El Kant de Sobre la paz perpetua, tras haberse percatado de que la insolente humanidad nunca asumiría el mandato impuesto por la razón práctica y mucho menos el respeto a la ley, había teorizado en parte la biopolítica futura al escribir que hasta un pueblo de demonios podría constituirse como Estado. Ahora bien, ¿qué podría haber dicho Kant respecto de un pueblo de zombis? ¿Puede servir la biopolítica tradicional para regular a una horda de zombis, a una masa inhumana de no-vivos? Como señala Mnembe, es posible que el paradigma biopolítico se haya quedado corto ante las nuevas topologías de lo político. El zombi representa el fallo y la pesadilla del sistema biopolítico, pero también su condición de posibilidad. El paradigma biopolítico contemplaba que necesaria y estadísticamente una pequeña parte de la masa no podría entrar en los cálculos, y eso significaba su amputación y necesaria muerte, pues lo que interesaba era el Gran Número vivo.

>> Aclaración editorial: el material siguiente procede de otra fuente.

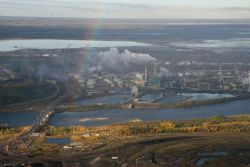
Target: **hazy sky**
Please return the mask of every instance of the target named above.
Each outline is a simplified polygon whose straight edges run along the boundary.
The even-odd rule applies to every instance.
[[[250,0],[0,0],[0,16],[246,19]]]

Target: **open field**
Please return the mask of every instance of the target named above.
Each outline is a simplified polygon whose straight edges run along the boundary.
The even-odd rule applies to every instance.
[[[30,146],[23,143],[15,150],[21,156],[0,155],[0,163],[15,160],[71,167],[247,166],[249,119],[247,115],[214,116],[204,120],[131,122],[91,128],[48,127],[40,137],[26,141]],[[72,144],[68,149],[44,144],[48,137],[70,137]]]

Pero el zombi, en una de sus muchas perspectivas, es lo que resiste a los cálculos y a toda posible planificación manipuladora, y que además crece exponencialmente cuando todos lo daban por muerto e inactivo. Es en cierta medida lo que Derrida denominaba acontecimiento, mas también restance: el resto, la ceniza, aquello que resiste toda apropiación blandiendo la amenaza de la contaminación. La horda de muertos vivientes es la parte sin parte y sin lugar, cada vez más masiva, que la arquitectura medioambiental no puede asimilar o fagocitar, ni tampoco acabar de matar, pero que ya no se puede obviar.
Los nuevos espacios de soberanía que se abren ante nosotros se deslizan de las sociedades biopolíticas a las necropolíticas: sociedades en las que la muerte y sus múltiples figuras de lo no-vivo emergen como su producción más siniestra, pero suponen, paradójicamente, su resto incontrolable, imposible de digerir y de eliminar por completo.
Biopolítica, pp. 43-48 del libro ‘Abecedario zombi. La noche del capitalismo viviente’, de Julio Díaz y Carolina Meloni, editorial El Salmón Contracorriente, Madrid, 2016.